ままならぬ毎日に叫びたくなったら「人生いろいろ」
●「人生いろいろ」 (島倉千代子)
お千代さんの横揺れを見ているだけで、脳から傲慢さや頑固さが振り落とされる。「ねえ滑稽でしょ若い頃」という恐るべきパワーワードに、マジで滑稽だった中二病の自分を思い出すかもしれない。けれど「人生いろいろ」というサビで「それもアリだ。あっはっは!」と全肯定できるので安心して聴こう。そして泣いて笑おう!
●「好きになった人」(都はるみ)
最高にロックな遠恋ソング。待っているといいつつ「好きになった」と過去形なのが女心ダイレクト! 都はるみさんは視線を常に3階席を見る感じで、斜め上に視線を飛ばしている。足元は一切見ないのに、ステージをものすごい早足で移動するのでドキドキする!
●「夜桜お七」(坂本冬美)
語るように始まり、一気に弾けるように「さくらさくら」をオマージュしたサビに流れて、クーッ高まる! 「フッフー♪」の合いの手も入れやすく、以前参加したカラオケ大会では、B’zの「ultra soul」と1、2を争うほど場の空気をブチ上げていた。忘年会シーズン、外せない一曲だ!
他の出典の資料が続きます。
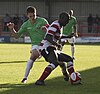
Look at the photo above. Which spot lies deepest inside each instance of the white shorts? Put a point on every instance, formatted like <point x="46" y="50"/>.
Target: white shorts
<point x="70" y="40"/>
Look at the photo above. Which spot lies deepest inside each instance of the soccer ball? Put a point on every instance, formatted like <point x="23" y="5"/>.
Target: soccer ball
<point x="75" y="78"/>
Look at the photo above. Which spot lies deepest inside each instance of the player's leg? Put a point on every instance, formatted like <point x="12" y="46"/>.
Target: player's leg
<point x="66" y="58"/>
<point x="64" y="71"/>
<point x="33" y="57"/>
<point x="53" y="64"/>
<point x="72" y="43"/>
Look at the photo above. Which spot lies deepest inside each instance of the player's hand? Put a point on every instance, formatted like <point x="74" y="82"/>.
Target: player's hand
<point x="10" y="25"/>
<point x="59" y="47"/>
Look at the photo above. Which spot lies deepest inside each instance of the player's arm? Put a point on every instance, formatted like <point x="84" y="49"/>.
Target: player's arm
<point x="11" y="28"/>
●「あや子のお国自慢だよ~がんばろな東北‼~」(藤あや子)
私は紅白歌合戦が大好きなのだが、これまで一番感動したステージが、2011年に出場した藤あや子さんのこの曲である。東北の美しい風景や特産品が、彼女の歌声に乗って脳内を駆けめぐる快感。また紅白で歌ってほしい!
●「河内おとこ節」(中村美律子)
聴くだけで、中村美律子さんのファンならずとも「いよっ、おみっちゃん!」と掛け声をかけたくなるし、自然と体が河内音頭を踊ってしまう恐るべき曲だ。
●「きよしのズンドコ節」(氷川きよし)
「ズン・ズンズンズンドコ、きよし!」の合いの手のキャッチーさはもちろん、楽曲全体がユーモラスで「いやなことを忘れたくなったらとりあえずコレ」状態。居酒屋メニューに例えると、ビールと唐揚げのセットくらい間違いない1曲である。氷川きよしさんの伸びる声は本当に気持ちがいい!